Il s’approcha précipitamment de la table.

— Messieurs, fit-il d’une voix très-haute et entrecoupée, c’est moi… c’est moi !… Ce n’est rien, ne craignez rien… Ce n’est rien, répéta-t-il en s’adressant à Grouschegnka qui se penchait vers Kalganov et lui serrait vivement les mains. Moi… je voyage aussi. Je ne resterai ici que jusqu’à demain. Messieurs, entre voyageurs, ne peut-on passer la nuit ensemble, jusqu’au matin, dans cette salle ?

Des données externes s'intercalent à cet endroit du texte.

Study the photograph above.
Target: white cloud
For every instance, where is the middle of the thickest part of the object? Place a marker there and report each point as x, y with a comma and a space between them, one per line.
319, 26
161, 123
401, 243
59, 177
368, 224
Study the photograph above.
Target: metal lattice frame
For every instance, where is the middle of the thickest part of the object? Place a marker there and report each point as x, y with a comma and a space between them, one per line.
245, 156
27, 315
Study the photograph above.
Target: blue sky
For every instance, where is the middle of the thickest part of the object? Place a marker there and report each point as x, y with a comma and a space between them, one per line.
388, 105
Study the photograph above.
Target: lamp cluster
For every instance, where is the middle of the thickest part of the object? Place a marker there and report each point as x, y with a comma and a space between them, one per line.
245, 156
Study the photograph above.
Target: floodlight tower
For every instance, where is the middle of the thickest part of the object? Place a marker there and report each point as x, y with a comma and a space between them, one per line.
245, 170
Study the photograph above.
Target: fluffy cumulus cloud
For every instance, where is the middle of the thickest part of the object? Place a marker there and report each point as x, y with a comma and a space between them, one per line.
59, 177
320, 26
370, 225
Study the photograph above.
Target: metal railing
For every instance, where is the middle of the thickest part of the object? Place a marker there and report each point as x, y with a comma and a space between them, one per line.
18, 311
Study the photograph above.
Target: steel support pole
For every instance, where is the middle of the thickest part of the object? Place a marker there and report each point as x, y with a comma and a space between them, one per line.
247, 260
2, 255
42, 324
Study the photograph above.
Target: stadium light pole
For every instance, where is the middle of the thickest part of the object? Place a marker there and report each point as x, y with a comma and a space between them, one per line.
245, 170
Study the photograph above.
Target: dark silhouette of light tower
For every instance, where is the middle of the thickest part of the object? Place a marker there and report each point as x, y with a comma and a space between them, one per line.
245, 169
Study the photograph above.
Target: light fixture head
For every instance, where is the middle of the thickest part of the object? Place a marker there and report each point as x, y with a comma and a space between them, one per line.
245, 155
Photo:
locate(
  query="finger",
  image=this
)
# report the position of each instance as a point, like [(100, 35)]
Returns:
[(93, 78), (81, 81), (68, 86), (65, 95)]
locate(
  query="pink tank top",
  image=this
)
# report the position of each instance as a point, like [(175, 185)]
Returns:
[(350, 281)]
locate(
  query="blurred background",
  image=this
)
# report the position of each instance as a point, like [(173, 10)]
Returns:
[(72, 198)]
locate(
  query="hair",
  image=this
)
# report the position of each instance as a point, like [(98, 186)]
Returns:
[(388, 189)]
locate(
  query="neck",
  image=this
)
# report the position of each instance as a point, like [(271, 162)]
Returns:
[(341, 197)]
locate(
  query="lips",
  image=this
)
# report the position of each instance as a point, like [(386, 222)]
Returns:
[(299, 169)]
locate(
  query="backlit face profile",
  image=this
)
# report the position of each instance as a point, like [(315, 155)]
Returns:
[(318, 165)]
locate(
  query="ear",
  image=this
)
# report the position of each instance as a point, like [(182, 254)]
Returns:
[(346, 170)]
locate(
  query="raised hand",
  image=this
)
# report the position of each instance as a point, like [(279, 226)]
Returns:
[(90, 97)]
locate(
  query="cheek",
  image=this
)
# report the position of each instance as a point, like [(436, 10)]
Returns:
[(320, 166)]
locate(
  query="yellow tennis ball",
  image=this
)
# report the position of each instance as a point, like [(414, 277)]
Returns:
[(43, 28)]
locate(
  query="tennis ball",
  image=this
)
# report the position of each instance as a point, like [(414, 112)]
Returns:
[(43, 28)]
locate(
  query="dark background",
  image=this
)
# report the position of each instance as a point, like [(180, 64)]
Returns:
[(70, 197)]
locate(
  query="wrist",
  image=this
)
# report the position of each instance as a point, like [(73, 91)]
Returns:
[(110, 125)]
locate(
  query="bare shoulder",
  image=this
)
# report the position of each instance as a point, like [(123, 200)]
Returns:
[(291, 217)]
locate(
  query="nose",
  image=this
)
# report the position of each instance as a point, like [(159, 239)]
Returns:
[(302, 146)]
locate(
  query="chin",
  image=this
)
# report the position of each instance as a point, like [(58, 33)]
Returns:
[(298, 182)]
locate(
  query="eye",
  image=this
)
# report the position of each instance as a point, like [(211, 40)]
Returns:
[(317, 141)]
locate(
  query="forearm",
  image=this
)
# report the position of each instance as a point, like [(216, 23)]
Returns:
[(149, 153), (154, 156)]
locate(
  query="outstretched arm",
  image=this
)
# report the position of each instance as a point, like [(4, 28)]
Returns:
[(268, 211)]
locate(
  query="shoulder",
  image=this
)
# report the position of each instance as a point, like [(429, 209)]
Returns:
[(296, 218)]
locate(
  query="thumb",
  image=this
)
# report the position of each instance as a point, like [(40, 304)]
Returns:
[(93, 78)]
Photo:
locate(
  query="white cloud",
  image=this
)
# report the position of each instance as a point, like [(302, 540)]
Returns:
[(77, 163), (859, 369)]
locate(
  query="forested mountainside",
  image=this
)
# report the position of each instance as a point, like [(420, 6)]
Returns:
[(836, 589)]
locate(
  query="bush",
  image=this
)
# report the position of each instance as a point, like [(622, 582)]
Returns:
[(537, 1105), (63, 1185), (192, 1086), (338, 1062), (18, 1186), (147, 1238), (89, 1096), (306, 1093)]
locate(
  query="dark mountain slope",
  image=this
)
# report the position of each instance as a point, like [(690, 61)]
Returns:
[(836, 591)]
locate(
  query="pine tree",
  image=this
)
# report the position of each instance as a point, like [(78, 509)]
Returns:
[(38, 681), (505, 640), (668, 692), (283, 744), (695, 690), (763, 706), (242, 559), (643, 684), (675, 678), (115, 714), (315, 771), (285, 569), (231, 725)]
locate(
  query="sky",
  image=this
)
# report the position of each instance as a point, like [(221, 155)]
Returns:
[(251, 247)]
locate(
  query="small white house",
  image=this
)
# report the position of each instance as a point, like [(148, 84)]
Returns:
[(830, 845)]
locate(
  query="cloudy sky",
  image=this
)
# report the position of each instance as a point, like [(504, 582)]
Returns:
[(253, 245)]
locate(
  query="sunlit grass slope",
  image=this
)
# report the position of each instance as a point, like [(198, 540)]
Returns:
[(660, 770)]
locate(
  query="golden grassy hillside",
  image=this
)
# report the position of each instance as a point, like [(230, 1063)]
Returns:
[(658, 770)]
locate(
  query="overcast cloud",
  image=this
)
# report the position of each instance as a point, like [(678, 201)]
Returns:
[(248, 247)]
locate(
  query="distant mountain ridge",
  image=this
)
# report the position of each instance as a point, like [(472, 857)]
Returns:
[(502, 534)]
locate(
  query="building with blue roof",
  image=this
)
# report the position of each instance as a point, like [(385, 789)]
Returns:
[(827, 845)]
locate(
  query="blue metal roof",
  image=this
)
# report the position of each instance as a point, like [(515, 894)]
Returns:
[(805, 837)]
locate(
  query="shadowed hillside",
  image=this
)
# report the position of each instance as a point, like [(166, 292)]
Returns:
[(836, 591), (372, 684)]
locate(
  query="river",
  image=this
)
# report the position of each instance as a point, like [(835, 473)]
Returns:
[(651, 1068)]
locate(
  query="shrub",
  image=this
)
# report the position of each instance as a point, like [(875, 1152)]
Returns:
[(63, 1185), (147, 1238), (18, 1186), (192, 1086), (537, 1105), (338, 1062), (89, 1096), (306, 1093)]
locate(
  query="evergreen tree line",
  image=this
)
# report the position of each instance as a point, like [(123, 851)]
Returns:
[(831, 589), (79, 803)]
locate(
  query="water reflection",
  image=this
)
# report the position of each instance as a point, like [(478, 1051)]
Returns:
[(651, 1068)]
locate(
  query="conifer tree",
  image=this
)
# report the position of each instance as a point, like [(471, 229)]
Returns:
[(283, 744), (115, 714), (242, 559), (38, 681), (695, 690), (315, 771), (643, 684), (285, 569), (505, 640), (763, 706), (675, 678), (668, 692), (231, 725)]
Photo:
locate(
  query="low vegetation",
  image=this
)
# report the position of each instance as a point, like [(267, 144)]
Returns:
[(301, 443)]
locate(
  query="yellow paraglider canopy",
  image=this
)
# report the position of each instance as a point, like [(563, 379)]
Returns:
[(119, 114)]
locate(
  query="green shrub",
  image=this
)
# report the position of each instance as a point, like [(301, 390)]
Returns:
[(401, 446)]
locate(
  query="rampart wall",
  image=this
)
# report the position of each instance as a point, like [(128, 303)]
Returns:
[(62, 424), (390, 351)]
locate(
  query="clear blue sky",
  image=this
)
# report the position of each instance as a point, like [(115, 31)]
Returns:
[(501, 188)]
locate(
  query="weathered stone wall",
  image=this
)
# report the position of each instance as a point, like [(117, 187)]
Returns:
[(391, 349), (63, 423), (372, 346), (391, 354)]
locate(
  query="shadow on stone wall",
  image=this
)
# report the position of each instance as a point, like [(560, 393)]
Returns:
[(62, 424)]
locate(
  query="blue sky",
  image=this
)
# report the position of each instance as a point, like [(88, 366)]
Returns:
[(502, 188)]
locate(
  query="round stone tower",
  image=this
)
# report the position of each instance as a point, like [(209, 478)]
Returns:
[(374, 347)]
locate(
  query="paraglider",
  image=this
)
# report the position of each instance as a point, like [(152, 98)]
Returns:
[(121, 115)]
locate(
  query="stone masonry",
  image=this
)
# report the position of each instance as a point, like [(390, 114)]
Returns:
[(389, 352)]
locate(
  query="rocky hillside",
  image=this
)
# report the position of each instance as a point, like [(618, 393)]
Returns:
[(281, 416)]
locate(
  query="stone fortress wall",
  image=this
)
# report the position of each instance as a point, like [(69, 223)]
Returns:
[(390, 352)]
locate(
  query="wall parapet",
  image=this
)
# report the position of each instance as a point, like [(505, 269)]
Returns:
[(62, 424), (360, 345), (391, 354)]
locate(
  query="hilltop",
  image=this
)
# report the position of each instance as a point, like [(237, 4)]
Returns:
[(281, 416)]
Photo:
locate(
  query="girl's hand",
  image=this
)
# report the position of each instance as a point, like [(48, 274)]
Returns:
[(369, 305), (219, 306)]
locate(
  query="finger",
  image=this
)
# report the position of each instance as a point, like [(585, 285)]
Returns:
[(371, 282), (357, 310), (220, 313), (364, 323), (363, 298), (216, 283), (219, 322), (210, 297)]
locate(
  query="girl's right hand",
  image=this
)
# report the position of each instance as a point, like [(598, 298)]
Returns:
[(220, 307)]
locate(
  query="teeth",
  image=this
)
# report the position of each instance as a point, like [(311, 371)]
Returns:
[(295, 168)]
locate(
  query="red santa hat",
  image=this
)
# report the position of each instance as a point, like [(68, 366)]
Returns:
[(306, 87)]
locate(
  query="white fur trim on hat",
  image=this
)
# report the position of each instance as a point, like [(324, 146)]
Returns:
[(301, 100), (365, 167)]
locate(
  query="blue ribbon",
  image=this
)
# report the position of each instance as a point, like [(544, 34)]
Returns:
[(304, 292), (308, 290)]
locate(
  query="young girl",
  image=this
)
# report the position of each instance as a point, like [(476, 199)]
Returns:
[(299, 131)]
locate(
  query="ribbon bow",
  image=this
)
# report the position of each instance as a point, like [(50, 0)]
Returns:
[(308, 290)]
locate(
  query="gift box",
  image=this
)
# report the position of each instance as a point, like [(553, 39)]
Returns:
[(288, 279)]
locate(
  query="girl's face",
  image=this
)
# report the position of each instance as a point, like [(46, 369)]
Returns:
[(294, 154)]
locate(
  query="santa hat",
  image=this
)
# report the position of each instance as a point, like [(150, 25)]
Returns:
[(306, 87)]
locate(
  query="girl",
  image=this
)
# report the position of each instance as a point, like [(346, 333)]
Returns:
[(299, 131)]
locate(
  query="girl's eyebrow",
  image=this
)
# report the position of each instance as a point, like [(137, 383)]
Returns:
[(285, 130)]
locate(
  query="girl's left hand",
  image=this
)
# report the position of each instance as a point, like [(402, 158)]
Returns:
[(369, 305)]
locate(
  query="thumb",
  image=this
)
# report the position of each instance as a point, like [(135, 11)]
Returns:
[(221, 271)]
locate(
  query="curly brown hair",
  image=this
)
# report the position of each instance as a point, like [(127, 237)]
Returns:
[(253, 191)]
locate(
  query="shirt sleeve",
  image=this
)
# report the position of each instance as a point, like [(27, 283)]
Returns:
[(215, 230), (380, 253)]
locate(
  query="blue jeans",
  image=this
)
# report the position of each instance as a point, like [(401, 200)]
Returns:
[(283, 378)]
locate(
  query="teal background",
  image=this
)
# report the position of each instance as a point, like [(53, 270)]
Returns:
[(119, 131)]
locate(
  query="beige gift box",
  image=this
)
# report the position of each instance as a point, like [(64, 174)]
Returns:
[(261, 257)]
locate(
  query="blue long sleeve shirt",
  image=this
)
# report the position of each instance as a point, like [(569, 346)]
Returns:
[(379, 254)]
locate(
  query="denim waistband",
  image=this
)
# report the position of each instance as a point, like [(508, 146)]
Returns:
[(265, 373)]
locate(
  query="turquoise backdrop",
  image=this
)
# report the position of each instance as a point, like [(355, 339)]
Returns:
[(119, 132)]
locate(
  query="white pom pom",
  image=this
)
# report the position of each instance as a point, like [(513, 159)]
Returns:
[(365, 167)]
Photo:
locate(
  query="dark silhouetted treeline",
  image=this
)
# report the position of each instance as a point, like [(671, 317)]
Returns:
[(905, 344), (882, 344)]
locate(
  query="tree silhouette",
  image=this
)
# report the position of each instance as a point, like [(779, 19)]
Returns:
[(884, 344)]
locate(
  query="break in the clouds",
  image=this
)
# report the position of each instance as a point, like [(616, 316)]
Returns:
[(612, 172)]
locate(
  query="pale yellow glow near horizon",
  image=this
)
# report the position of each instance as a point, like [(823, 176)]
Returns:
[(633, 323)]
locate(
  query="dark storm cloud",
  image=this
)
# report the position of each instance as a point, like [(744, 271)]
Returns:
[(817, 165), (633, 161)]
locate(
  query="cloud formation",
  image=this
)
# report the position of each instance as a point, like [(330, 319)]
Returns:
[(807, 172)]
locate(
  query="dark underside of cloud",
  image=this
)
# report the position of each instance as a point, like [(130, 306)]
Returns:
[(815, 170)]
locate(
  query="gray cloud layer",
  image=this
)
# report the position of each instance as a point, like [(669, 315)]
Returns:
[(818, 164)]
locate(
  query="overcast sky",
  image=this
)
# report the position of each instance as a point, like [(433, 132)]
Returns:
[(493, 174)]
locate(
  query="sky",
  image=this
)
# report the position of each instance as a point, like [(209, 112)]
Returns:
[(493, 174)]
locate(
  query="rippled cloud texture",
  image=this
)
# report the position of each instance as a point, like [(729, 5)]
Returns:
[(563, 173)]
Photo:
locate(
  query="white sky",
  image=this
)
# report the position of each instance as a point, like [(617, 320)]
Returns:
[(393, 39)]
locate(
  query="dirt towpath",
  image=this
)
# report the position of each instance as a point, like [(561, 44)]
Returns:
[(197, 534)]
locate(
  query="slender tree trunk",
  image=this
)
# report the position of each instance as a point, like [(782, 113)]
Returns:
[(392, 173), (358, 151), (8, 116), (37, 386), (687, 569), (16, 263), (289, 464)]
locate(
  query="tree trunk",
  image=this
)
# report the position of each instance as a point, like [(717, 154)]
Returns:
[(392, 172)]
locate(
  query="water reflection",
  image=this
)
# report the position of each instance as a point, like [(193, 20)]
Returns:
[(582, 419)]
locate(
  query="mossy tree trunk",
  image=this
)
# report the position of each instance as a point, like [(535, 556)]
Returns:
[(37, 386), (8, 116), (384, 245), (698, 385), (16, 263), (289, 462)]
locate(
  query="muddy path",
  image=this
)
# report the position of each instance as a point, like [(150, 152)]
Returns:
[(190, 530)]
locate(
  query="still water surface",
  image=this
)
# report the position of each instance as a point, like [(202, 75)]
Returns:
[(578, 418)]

Maintenant, il s’adressait à l’individu obèse. Celui-ci, d’un air important, retira sa pipe de ses lèvres et dit d’un ton sévère :

— Pane[1], nous sommes ici en petit comité… Il y a d’autres chambres.

— C’est vous, Dmitri Fédorovitch ! s’écria Kalganov, restez donc ! Comment allez-vous ?

— Bonjour, cher ami… je vous ai toujours estimé… dit joyeusement Mitia en se hâtant de lui tendre la main.

— Aïe ! comme vous serrez ! Vous avez failli me briser les doigts, dit Kalganov en riant.

— Il est toujours ainsi, il serre toujours comme cela ! dit Grouschegnka avec gaieté.

Sans être pleinement rassurée, elle devinait qu’il n’avait

  1. En polonais, barine en russe.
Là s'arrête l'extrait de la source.